Rivers supplied drinking and irrigation water, renewed fertile soil through silt, supported fish and animals, and provided routes for travel and trade. These advantages encouraged reliable surpluses and urban growth. But destructive floods could kill people and ruin fields, while drought or a shifting channel could cut off water. Irrigation also required collective labour and could cause salinity or disputes over distribution. Settlements therefore needed storage, drainage, embankments and organised water management.

Q.9With the help of your teacher, find out more about the Code of Hammurabi. Why was it important? Do you think it was fair to all sections of society? Give reasons for your answer.v
Solution

The answer explains the code’s historical significance and evaluates its unequal provisions.

Answer:

Hammurabi’s Code was an important written collection of Babylonian laws covering matters such as property, contracts, family relations, wages and offences. Publishing rules and penalties gave officials and subjects a common legal reference and reveals how the state regulated society. It was not fair by modern standards: penalties often varied with a person’s social rank and gender, and enslaved people did not receive the same treatment as elites or free persons.

Q.10If you had to choose one major innovation from early civilisations that changed the world permanently, what would it be and why?v
Solution

This is one reasoned model choice based on innovations surveyed in the chapter.

Answer:

I would choose writing. It allowed societies to preserve accounts, laws, agreements and administrative orders beyond one person’s memory. It later carried literature, scientific observation and religious ideas across generations and distances. Other choices such as irrigation or metallurgy are defensible, but writing permanently transformed government, commerce and the accumulation of knowledge.
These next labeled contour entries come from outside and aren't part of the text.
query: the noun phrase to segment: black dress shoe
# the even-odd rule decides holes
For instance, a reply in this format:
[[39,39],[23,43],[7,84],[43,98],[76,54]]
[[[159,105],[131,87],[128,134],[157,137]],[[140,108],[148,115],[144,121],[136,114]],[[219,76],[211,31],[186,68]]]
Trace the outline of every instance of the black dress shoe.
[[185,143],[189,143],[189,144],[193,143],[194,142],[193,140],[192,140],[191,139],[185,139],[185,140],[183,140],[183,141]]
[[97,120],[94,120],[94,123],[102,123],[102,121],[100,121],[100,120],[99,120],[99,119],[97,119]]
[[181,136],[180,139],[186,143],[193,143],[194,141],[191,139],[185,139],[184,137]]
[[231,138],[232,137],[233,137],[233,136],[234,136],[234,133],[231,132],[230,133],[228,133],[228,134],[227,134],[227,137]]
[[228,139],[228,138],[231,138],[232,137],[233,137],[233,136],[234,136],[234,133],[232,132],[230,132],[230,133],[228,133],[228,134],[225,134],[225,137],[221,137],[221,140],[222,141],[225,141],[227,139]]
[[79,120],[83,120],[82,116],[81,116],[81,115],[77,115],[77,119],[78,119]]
Q.11Compare the social hierarchy and daily life of people in the Egyptian civilisation with those in Mesopotamia or China. What similarities and differences do you notice?v
Solution

The response compares hierarchy, livelihood, politics and religion in Egypt and Mesopotamia.

Answer:

Egypt and Mesopotamia both had rulers and powerful officials and priests at the top, followed by scribes, merchants and skilled artisans, with most people farming and labouring; enslaved people occupied the lowest position. Daily life in both depended on river agriculture, craft production, taxes, trade and religious observance. Egypt was often united under a pharaoh regarded as divine and placed exceptional emphasis on tombs and the afterlife. Mesopotamia was more often divided among city-states ruled by kings, and its temples and written laws played especially visible civic roles.